On 26. mars 2011, at 21.44, Derek Homeier wrote:
> Hi Paul,
>
> having had a look at the other tickets you dug up,
>
>> My opinions are my own, and in detail, they are:
>> 1752:
>> I attach a possible patch. FWIW, I agree with the request. The
>> patch is written to be compatible with the fix in ticket #1562, but
>> I did not test that yet.
>
> Tested, see also my comments on Trac.
Great!
>> 1731:
>> This seems like a rather trivial feature enhancement. I attach a
>> possible patch.
>
> Agreed. Haven't tested it though.
Great!
>> 1616:
>> The suggested patch seems reasonable to me, but I do not have a
>> full list of what objects loadtxt supports today as opposed to what
>> this patch will support.
Looks like you got this one. Just remember to make it compatible with #1752. Should be easy.
>> 1562:
>> I attach a possible patch. This could also be the default
>> behavior to my mind, since the function caller can simply call
>> numpy.squeeze if needed. Changing default behavior would probably
>> break old code, however.
>
> See comments on Trac as well.
Your patch is better, but there is one thing I disagree with.
808 if X.ndim < ndmin:
809 if ndmin == 1:
810 X.shape = (X.size, )
811 elif ndmin == 2:
812 X.shape = (X.size, 1)
The last line should be:
812 X.shape = (1, X.size)
If someone wants a 2D array out, they would most likely expect a one-row file to come out as a one-row array, not the other way around. IMHO.
>> 1458:
>> The fix suggested in the ticket seems reasonable, but I have
>> never used record arrays, so I am not sure of this.
>
> There were some issues with Python3, and I also had some general
> reservations
> as noted on Trac - basically, it makes 'unpack' equivalent to
> transposing for 2D-arrays,
> but to splitting into fields for 1D-recarrays. My question was, what's
> going to happen
> when you get to 2D-recarrays? Currently this is not an issue since
> loadtxt can only
> read 2D regular or 1D structured arrays. But this might change if the
> data block
> functionality (see below) were to be implemented - data could then be
> returned as
> 3D arrays or 2D structured arrays... Still, it would probably make
> most sense (or at
> least give the widest functionality) to have 'unpack=True' always
> return a list or iterator
> over columns.
OK, I don't know recarrays, as I said.
>> 1445:
>> Adding this functionality could break old code, as some old
>> datafiles may have empty lines which are now simply ignored. I do
>> not think the feature is a good idea. It could rather be implemented
>> as a separate function.
>> 1107:
>> I do not see the need for this enhancement. In my eyes, the
>> usecols kwarg does this and more. Perhaps I am misunderstanding
>> something here.
>
> Agree about #1445, and the bit about 'usecols' - 'numcols' would just
> provide a
> shorter call to e.g. read the first 20 columns of a file (well, not
> even that much
> over 'usecols=range(20)'...), don't think that justifies an extra
> argument.
> But the 'datablocks' provides something new, that a number of people
> seem
> to miss from e.g. gnuplot (including me, actually ;-). And it would
> also satisfy the
> request from #1445 without breaking backwards compatibility.

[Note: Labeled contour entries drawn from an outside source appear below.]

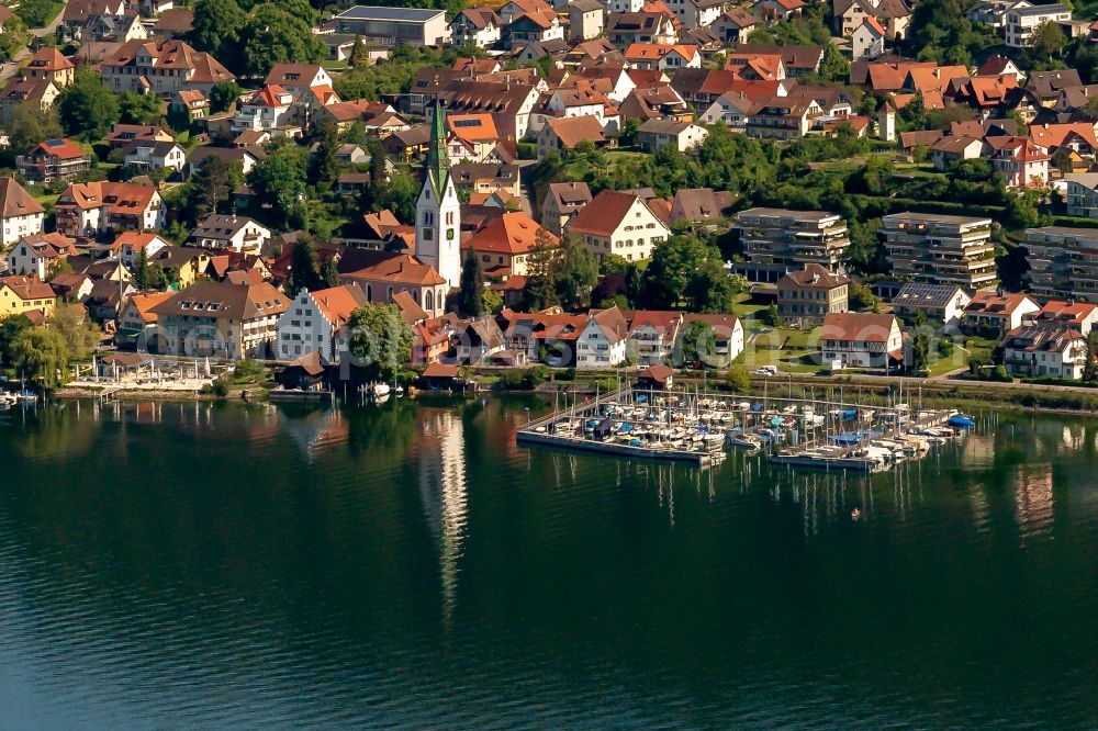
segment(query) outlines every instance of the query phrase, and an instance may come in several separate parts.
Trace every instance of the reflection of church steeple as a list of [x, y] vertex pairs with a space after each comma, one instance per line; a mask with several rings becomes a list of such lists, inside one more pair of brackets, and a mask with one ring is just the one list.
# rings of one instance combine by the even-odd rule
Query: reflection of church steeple
[[457, 600], [458, 559], [464, 543], [469, 511], [461, 418], [441, 412], [424, 421], [419, 496], [430, 530], [438, 540], [442, 609], [448, 620]]
[[435, 189], [435, 196], [441, 200], [446, 194], [447, 179], [450, 177], [450, 156], [446, 151], [446, 112], [442, 105], [435, 103], [430, 124], [430, 146], [427, 148], [427, 159], [424, 161], [423, 180]]

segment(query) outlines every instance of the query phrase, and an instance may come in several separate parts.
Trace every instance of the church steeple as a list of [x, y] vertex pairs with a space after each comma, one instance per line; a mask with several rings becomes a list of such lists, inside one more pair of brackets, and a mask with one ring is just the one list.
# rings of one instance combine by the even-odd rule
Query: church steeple
[[[423, 166], [423, 188], [415, 206], [415, 255], [446, 280], [446, 290], [461, 279], [461, 201], [446, 154], [446, 112], [437, 101], [430, 121], [430, 146]], [[441, 302], [445, 291], [436, 297]]]
[[434, 116], [430, 122], [430, 146], [424, 164], [424, 182], [430, 181], [439, 198], [446, 191], [446, 179], [450, 175], [450, 158], [446, 153], [446, 112], [438, 98], [435, 99]]

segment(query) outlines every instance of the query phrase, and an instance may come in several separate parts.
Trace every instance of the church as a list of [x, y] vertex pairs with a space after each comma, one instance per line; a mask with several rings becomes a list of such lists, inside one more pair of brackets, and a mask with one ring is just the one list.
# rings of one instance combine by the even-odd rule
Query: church
[[340, 282], [357, 285], [369, 302], [392, 303], [394, 295], [406, 292], [428, 317], [446, 312], [447, 295], [461, 283], [461, 202], [450, 176], [441, 105], [435, 104], [432, 119], [413, 252], [347, 251], [339, 272]]

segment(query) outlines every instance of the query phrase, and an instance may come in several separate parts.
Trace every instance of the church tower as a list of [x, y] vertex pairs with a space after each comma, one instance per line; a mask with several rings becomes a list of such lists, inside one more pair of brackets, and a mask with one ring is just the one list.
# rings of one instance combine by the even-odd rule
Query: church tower
[[446, 114], [437, 100], [423, 189], [415, 204], [415, 255], [434, 267], [448, 288], [461, 284], [461, 202], [446, 154]]

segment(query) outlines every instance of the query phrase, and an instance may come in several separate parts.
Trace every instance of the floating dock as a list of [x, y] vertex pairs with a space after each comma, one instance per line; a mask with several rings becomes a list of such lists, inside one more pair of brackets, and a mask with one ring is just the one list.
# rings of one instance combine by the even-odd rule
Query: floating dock
[[728, 449], [744, 449], [789, 468], [877, 472], [923, 457], [971, 426], [955, 411], [903, 403], [621, 389], [531, 420], [516, 440], [702, 468], [720, 463]]

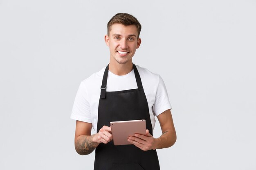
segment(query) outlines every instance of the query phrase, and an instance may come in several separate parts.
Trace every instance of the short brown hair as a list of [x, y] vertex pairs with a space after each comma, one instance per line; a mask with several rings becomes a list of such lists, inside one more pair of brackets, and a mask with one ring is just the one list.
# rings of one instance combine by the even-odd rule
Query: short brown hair
[[108, 35], [109, 35], [110, 26], [114, 24], [121, 24], [126, 26], [135, 25], [138, 31], [138, 38], [141, 30], [141, 25], [137, 19], [132, 15], [126, 13], [118, 13], [112, 17], [108, 23]]

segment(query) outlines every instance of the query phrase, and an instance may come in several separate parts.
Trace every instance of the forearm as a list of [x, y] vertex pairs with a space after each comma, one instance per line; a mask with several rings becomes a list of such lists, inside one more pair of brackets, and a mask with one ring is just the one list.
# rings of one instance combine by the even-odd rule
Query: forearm
[[79, 154], [81, 155], [90, 154], [98, 146], [99, 144], [92, 140], [95, 135], [81, 135], [77, 137], [75, 142], [75, 148]]
[[176, 132], [171, 130], [166, 130], [156, 140], [157, 144], [156, 149], [170, 147], [173, 145], [176, 141]]

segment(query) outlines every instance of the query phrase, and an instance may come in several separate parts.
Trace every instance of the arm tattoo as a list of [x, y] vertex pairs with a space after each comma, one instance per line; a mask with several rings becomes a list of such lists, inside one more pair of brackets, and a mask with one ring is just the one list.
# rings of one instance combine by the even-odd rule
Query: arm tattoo
[[[168, 131], [166, 131], [165, 132], [163, 132], [163, 134], [161, 135], [161, 136], [162, 136], [162, 135], [165, 136], [166, 135], [166, 134], [167, 133], [167, 132], [168, 132]], [[161, 137], [161, 136], [160, 136], [160, 137]]]
[[76, 150], [81, 155], [91, 153], [97, 147], [97, 144], [92, 141], [91, 136], [82, 136], [75, 144]]

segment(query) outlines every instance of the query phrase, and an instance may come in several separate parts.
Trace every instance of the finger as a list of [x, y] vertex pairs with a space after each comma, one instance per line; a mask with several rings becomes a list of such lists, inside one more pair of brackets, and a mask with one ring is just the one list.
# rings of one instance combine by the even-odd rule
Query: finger
[[107, 132], [112, 132], [111, 128], [109, 126], [103, 126], [102, 128], [104, 130]]
[[[145, 136], [144, 136], [145, 137]], [[129, 138], [128, 139], [140, 144], [144, 144], [146, 142], [145, 140], [142, 139], [140, 138], [134, 136], [130, 136], [129, 137]]]
[[148, 129], [147, 129], [146, 130], [146, 135], [148, 137], [151, 137], [152, 136], [152, 135], [151, 135], [150, 133], [149, 133], [149, 130], [148, 130]]
[[145, 150], [143, 146], [144, 146], [144, 145], [140, 144], [139, 143], [137, 142], [136, 141], [133, 141], [132, 140], [131, 140], [129, 139], [127, 139], [127, 140], [131, 144], [134, 145], [135, 146], [139, 148], [140, 148], [140, 149], [141, 149], [141, 150]]
[[139, 138], [140, 138], [145, 141], [147, 140], [147, 138], [148, 137], [144, 135], [140, 135], [140, 134], [135, 134], [134, 135], [134, 136], [135, 136], [135, 137], [138, 137]]

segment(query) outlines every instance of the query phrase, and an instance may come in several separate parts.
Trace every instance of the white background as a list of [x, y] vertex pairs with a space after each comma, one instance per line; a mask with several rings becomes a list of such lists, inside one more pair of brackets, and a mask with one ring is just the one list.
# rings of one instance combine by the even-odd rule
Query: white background
[[252, 0], [0, 0], [0, 169], [93, 169], [70, 116], [80, 82], [108, 62], [119, 12], [140, 22], [133, 62], [161, 75], [173, 107], [162, 169], [255, 170]]

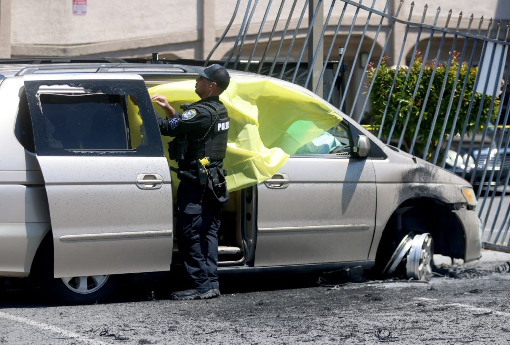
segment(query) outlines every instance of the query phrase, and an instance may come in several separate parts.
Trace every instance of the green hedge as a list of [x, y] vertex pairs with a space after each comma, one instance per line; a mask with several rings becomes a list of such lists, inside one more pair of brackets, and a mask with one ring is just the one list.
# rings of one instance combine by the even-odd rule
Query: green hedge
[[[455, 125], [455, 131], [454, 132], [458, 134], [462, 133], [462, 128], [467, 116], [469, 117], [469, 120], [467, 128], [467, 135], [470, 135], [475, 130], [474, 128], [476, 120], [476, 116], [478, 113], [481, 103], [482, 94], [475, 93], [471, 111], [469, 114], [468, 114], [468, 110], [469, 102], [471, 99], [471, 96], [473, 94], [473, 87], [476, 77], [478, 67], [472, 67], [468, 71], [467, 63], [464, 62], [462, 64], [459, 64], [458, 61], [458, 54], [454, 53], [452, 56], [450, 69], [448, 71], [448, 75], [447, 76], [447, 79], [445, 86], [445, 91], [441, 101], [441, 105], [440, 105], [439, 115], [436, 125], [434, 128], [434, 134], [432, 136], [431, 142], [430, 144], [429, 152], [427, 152], [427, 156], [428, 159], [430, 159], [432, 156], [432, 153], [436, 149], [439, 143], [441, 128], [444, 122], [445, 116], [446, 115], [448, 102], [452, 95], [452, 90], [455, 81], [455, 77], [457, 73], [457, 70], [459, 68], [461, 69], [460, 75], [454, 90], [454, 98], [448, 117], [448, 122], [445, 131], [445, 138], [443, 138], [443, 143], [447, 139], [447, 136], [451, 130], [452, 126], [453, 125], [453, 120], [455, 112], [457, 111], [462, 88], [464, 84], [466, 74], [467, 73], [469, 73], [468, 81], [463, 95], [462, 103], [460, 107], [458, 118]], [[400, 135], [403, 130], [404, 124], [406, 117], [407, 117], [407, 112], [410, 108], [411, 108], [411, 115], [405, 130], [402, 147], [402, 149], [407, 151], [410, 148], [411, 145], [413, 142], [415, 131], [418, 125], [420, 114], [425, 101], [427, 89], [428, 87], [430, 78], [432, 77], [434, 62], [432, 62], [430, 64], [427, 63], [427, 62], [426, 62], [420, 82], [420, 85], [414, 100], [413, 99], [413, 94], [418, 81], [420, 70], [423, 66], [422, 58], [421, 56], [418, 56], [413, 66], [411, 66], [411, 73], [406, 83], [405, 83], [405, 77], [407, 73], [407, 68], [400, 67], [398, 68], [395, 85], [393, 90], [390, 105], [388, 107], [387, 115], [383, 124], [382, 130], [381, 134], [381, 139], [385, 141], [387, 140], [387, 138], [390, 135], [395, 114], [397, 113], [399, 103], [400, 103], [400, 108], [397, 114], [398, 119], [397, 120], [396, 125], [392, 136], [392, 139], [394, 140], [396, 139], [398, 142], [398, 140], [399, 139]], [[434, 81], [431, 84], [428, 99], [425, 105], [423, 118], [420, 125], [417, 142], [414, 150], [414, 153], [417, 155], [423, 155], [426, 147], [426, 141], [428, 140], [428, 136], [432, 126], [434, 115], [439, 103], [439, 97], [443, 82], [444, 80], [446, 66], [446, 63], [439, 64], [436, 70], [435, 75], [434, 76]], [[378, 131], [379, 127], [384, 115], [385, 110], [386, 108], [386, 104], [396, 70], [388, 67], [386, 64], [386, 61], [384, 61], [379, 67], [377, 75], [374, 75], [375, 72], [375, 68], [373, 66], [371, 66], [367, 72], [369, 83], [372, 82], [373, 78], [375, 77], [375, 79], [369, 96], [372, 109], [369, 112], [367, 112], [365, 115], [368, 117], [368, 118], [373, 121], [372, 125], [375, 128], [377, 129]], [[405, 90], [404, 90], [404, 86], [406, 84], [406, 86], [405, 88]], [[480, 118], [478, 122], [478, 126], [476, 128], [476, 131], [477, 132], [480, 132], [483, 129], [483, 126], [486, 123], [487, 116], [489, 115], [489, 113], [492, 97], [490, 96], [486, 95], [483, 98], [483, 103], [481, 105], [482, 111]], [[497, 97], [494, 100], [494, 104], [490, 114], [492, 121], [494, 121], [496, 118], [499, 105], [499, 97]], [[385, 138], [386, 139], [385, 139]], [[444, 146], [445, 144], [443, 144], [443, 146]]]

> I've been wondering if could instead specify the separator lines
> through the
> parameter, e.g. "blocksep=['None', 'blank','invalid']", not sure if
> that would make
> it more useful...
What about writing a separate function, e.g. loadblocktxt, and have it separate the chunks and call loadtxt for each chunk? Just a thought. Another possibility would be to write a function that would let you load a set of text files in a directory, and return a dict of datasets, one per file. One could write a similar save-function, too. They would just need to call loadtxt/savetxt on a per-file basis.
>> 1071:
>> It is not clear to me whether loadtxt is supposed to support
>> missing values in the fashion indicated in the ticket.
>
> In principle it should at least allow you to, by the use of converters
> as described there.
> The problem is, the default delimiter is described as 'any
> whitespace', which in the
> present implementation obviously includes any number of blanks or
> tabs. These
> are therefore treated differently from delimiters like ',' or '&'. I'd
> reckon there are
> too many people actually relying on this behaviour to silently change it
> (e.g. I know plenty of tables with columns separated by either one or
> several
> tabs depending on the length of the previous entry). But the tab is
> apparently also
> treated differently if explicitly specified with "delimiter='\t'" -
> and in that case using
> a converter à la {2: lambda s: float(s or 'Nan')} is working for
> fields in the middle of
> the line, but not at the end - clearly warrants improvement. I've
> prepared a patch
> working for Python3 as well.
Great!
>> 1163:
>> 1565:
>> These tickets seem to have the same origin of the problem. I
>> attach one possible patch. The previously suggested patches that
>> I've seen will not correctly convert floats to ints, which I believe
>> my patch will.
>
> +1, though I am a bit concerned that prompting to raise a ValueError
> for every
> element could impede performance. I'd probably still enclose it into an
> if issubclass(typ, np.uint64) or issubclass(typ, np.int64):
> just like in npio.patch. I also thought one might switch to
> int(float128(x)) in that
> case, but at least for the given examples float128 cannot convert with
> more
> accuracy than float64 (even on PowerPC ;-).
> There were some dissenting opinions that trying to read a float into
> an int should
> generally throw an exception though...
>
> And Chuck just beat me...
I am sure someone has been using this functionality to convert floats to ints. Changing will break their code. I am not sure how big a deal that would be. Also, I am of the opinion that one should _first_ write a program that works _correctly_, and only afterwards worry about performance. Even so, using numpy.int64 would be better, because it would give a sensible error message.
> On 26 Mar 2011, at 21:25, Charles R Harris wrote:
>
>> I put all these patches together at
https://github.com/charris/numpy/tree/loadtxt-savetxt
>> . Please pull from there to continue work on loadtxt/savetxt so as
>> to avoid conflicts in the patches. One of the numpy tests is
>> failing, I assume from patch conflicts, and more tests for the
>> tickets are needed in any case. Also, new keywords should be added
>> to the end, not put in the middle of existing keywords.
>>
>> I haven't reviewed the patches, just tried to get them organized.
>> Also, I have Derek as the author on all of them, that can be changed
>> if it is decided the credit should go elsewhere ;) Thanks for the
>> work you all have been doing on these tickets.
>
> Thanks, I'll have a look at the new ticket and try to get that
> organized!
With some luck, all the loadtxt tickets should be closed in short time :-)